1960s, Music • 9485 Views • Comments Off on Jean-Jacques Perrey – French Electronic Pioneer on US TV Game Show

For those of you who haven’t stumbled across the unique electronic music of Jean-Jacques Perrey then this could be the start of a beautiful musical journey, for those of you who have, here is an opportunity to see the great man himself appearing on an American game show. Oh yes, we love that combination of obscure meets mainstream if only to imagine the reaction of the great American public.

By way of some background, Jean-Jacques Perrey has been a musical pioneer for most of his life in one way or another. Born in France in 1929, he was destined to be a doctor but cut short his medical studies when he met Georges Jenny the inventor of the Ondioline – the forerunner to modern day synthesizers. JJP was so impressed with this modern musical marvel that he cut short his medical studies and decided to travel Europe with Jenny to demonstrate the wonder of this new musical instrument.


Moog Indigo


At the age of 30 and with the backing of a very far-sighted sponsor, Carroll Bratman, JJP was flown to New York, given a green card, membership of the Musicians Union and also a studio to record in with the best equipment money could buy – all on the strength of a tape of JJP on the Ondioline Bratman had heard. From here JJP started recording backing music for radio and TV commercials and from there moved on to record his seminal first album The In Sound from Way Out in 1966, closely followed by Kaleidoscopic Vibrations the following year.

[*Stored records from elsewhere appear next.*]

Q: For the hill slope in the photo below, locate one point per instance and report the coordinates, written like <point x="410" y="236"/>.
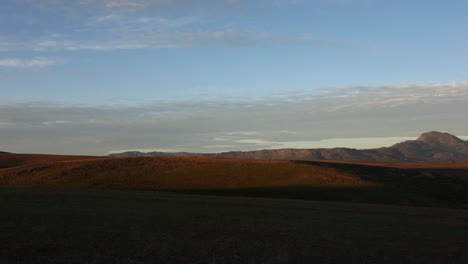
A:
<point x="113" y="226"/>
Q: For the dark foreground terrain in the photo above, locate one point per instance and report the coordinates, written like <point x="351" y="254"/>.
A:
<point x="113" y="226"/>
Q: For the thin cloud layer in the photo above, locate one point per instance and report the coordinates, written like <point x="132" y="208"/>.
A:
<point x="221" y="125"/>
<point x="26" y="63"/>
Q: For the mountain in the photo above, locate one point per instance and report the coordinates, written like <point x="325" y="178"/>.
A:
<point x="429" y="147"/>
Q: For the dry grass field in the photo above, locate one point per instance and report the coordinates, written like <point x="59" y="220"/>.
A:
<point x="437" y="185"/>
<point x="66" y="209"/>
<point x="121" y="226"/>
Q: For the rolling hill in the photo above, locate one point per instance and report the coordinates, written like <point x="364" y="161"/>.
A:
<point x="385" y="183"/>
<point x="429" y="147"/>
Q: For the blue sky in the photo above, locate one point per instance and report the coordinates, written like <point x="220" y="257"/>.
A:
<point x="165" y="66"/>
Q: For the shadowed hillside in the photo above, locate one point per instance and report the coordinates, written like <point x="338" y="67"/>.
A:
<point x="113" y="226"/>
<point x="440" y="185"/>
<point x="8" y="160"/>
<point x="429" y="147"/>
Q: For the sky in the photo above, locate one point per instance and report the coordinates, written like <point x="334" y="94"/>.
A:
<point x="99" y="76"/>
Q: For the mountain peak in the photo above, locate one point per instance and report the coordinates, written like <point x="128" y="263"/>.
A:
<point x="435" y="137"/>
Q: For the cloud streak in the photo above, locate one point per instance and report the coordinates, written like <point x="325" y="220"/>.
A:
<point x="27" y="63"/>
<point x="246" y="124"/>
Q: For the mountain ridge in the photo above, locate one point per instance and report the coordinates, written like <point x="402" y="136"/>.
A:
<point x="431" y="146"/>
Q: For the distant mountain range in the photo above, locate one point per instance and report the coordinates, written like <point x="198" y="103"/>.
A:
<point x="429" y="147"/>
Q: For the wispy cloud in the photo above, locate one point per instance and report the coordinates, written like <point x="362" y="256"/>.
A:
<point x="25" y="63"/>
<point x="195" y="125"/>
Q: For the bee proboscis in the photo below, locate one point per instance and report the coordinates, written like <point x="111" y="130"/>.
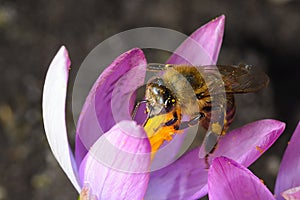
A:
<point x="204" y="93"/>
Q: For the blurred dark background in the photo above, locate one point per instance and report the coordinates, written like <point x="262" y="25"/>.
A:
<point x="265" y="33"/>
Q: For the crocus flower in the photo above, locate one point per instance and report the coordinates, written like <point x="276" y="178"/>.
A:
<point x="184" y="179"/>
<point x="228" y="179"/>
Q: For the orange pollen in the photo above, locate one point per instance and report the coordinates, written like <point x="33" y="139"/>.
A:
<point x="158" y="132"/>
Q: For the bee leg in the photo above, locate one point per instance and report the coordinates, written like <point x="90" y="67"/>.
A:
<point x="194" y="121"/>
<point x="173" y="120"/>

Not long after his period in the Big Apple JJP upped sticks and moved back to France. His musical work continued though as he began composing scores for ballets and television and also, to complete the work he never finished during his medical studies, continued extensive medical research on therapeutic sounds for insomniacs.


JJP’s influence is perhaps not acknowledged enough although his biggest track E.V.A. has seen particular attention paid to it. Gangstarr sampled it in 1991 on Just to Get a Rep, House of Pain in 1996 on Fed Up and Norman Cook (as Fatboy Slim) remixed it making it a hit in 1997.


In addition the Beastie Boys named their 1996 album The in Sound from Way Out after JJP’s album of the same name by way of a tribute and his work has also been featured in South Park and is used as backing music at various Disneyland resorts. Until fairly recently JJP was still working with the likes of British electronic musician Luke Vibert but now he is in his mid-eighties has slowed down and is presumably enjoying a well-earned retirement.


We’ve only scratched the surface of a long and distinguished musical career here and we’ll leave it up to you whether you want to discover more of JJP’s extensive back catalogue. In the meantime enjoy watching a little-known French electronic pioneer on one of the US’s biggest mid-sixties TV shows.